The scenes with White's Carmy and McHale's Fields were shot over "a single morning." Chicago's three-Michelin-star Grace restaurant played the role of Fields' restaurant in New York.

=== Editing ===
Film editor Joanna Naugle told Gold Derby that the producers made a particular effort to endow Carmy's New York workplace with a stilted, defensive energy: "We had to set up a completely different atmosphere. We had to make it really quiet with a lot of digital motion to make it feel seamless." Editor Adam Epstein commented, "That transition out to the call 'Hands! Hands! Hands!' is one of my favorite turns in the whole series. From the gleaming white to this, the scuzzy kind of green, yellow."

===Music===
The episode included songs, such as "Have You Seen Me Lately?" by Counting Crows, and "Saint Dominic's Preview" by Van Morrison. Executive producer Josh Senior said that this was to show Richie and Carmy's contrasting personalities, "It felt like an opportunity to show Richie being vulnerable, and at the same time have the same song mean something totally different for Carmy."

==Critical reviews==
"Hands" received mostly positive reviews from critics. Marah Eakin of Vulture gave the episode a 4 star out of 5 rating and wrote, "“Hands” isn't as frenetic and electric as the show's pilot, but in a way that's good. It would be hard to keep up that energy for the whole series, especially as the restaurant does seem to at least be on some long and winding path toward maybe, maybe, maybe getting its shit back together."

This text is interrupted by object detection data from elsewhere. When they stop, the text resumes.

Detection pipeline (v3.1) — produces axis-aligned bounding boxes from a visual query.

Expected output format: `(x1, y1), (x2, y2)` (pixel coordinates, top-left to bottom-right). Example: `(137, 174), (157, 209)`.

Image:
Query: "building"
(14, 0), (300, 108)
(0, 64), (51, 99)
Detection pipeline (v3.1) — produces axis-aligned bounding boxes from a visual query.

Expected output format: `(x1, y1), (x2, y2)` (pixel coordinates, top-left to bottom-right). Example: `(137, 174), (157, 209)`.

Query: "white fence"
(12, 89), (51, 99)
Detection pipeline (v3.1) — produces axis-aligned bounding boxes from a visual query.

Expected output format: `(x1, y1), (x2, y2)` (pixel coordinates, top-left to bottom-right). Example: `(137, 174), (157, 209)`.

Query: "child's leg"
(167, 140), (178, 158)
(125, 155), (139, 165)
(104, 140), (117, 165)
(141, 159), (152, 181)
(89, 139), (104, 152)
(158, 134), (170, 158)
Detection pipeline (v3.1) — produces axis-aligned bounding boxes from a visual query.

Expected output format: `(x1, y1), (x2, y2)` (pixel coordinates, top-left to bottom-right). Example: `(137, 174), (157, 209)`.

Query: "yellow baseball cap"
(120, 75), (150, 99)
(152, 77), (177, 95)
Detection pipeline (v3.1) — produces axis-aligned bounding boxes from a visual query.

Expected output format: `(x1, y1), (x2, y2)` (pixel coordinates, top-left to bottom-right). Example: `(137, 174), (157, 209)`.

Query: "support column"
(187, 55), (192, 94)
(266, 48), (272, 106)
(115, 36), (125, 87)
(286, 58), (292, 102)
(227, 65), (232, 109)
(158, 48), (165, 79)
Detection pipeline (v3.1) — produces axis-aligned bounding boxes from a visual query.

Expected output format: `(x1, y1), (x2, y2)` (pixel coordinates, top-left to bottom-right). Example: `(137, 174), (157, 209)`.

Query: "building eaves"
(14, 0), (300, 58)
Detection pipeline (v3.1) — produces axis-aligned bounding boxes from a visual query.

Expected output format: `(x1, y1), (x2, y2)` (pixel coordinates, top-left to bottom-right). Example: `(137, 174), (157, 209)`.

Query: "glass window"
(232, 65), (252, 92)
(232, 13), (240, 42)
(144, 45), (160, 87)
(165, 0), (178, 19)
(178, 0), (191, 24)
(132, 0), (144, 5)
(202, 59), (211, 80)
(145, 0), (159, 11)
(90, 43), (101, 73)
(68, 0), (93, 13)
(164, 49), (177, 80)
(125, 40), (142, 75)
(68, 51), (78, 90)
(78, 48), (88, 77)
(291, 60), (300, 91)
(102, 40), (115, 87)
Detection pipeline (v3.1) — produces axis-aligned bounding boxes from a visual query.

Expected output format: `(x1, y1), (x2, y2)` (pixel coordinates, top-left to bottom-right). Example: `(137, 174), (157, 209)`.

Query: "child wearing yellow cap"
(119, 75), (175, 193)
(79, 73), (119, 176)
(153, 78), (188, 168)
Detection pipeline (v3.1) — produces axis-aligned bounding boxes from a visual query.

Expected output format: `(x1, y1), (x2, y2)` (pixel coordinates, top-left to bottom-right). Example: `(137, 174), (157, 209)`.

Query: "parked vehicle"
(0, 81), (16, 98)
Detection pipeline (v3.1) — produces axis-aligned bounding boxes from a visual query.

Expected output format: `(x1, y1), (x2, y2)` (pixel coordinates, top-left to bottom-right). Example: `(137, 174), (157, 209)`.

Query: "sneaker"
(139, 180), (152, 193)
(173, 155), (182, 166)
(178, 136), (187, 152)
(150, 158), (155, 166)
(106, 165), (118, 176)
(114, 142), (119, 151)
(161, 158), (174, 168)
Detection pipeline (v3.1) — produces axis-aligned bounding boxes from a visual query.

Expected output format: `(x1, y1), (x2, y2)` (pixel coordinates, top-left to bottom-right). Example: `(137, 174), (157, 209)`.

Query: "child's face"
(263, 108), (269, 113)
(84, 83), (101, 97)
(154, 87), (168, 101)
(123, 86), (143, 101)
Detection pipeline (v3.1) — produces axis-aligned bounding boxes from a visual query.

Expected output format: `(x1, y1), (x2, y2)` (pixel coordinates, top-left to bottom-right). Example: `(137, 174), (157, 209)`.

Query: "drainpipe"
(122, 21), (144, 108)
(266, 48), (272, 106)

Mia Sidoti of MovieWeb named the episode as the seventh best of the season, writing ""Hands", episode two, gives us a much-needed backstory for Carmy when he was in New York City as a fine dining chef and saw how his relationship was with the head chef at the restaurant. He was verbally abused and treated terribly, so the contrast to the way he treats his crew with respect and appreciation is stunning and makes you feel for Carmy even more. We also learn that he sleepwalks and cooks things in his sleep, leading him to almost burn down his apartment, which is shocking and stressful for the audience." In 2024, Josh Wigler of The Hollywood Reporter named the episode as the 23rd best of the series, writing "Joel McHale debuts as an at-the-time unnamed fine-dining chef who serves as Carmy's boogeyman. While it takes almost two full seasons for the character to return, McHale's performance is haunting enough that when he does return in the future, the significance of his presence is immediately felt."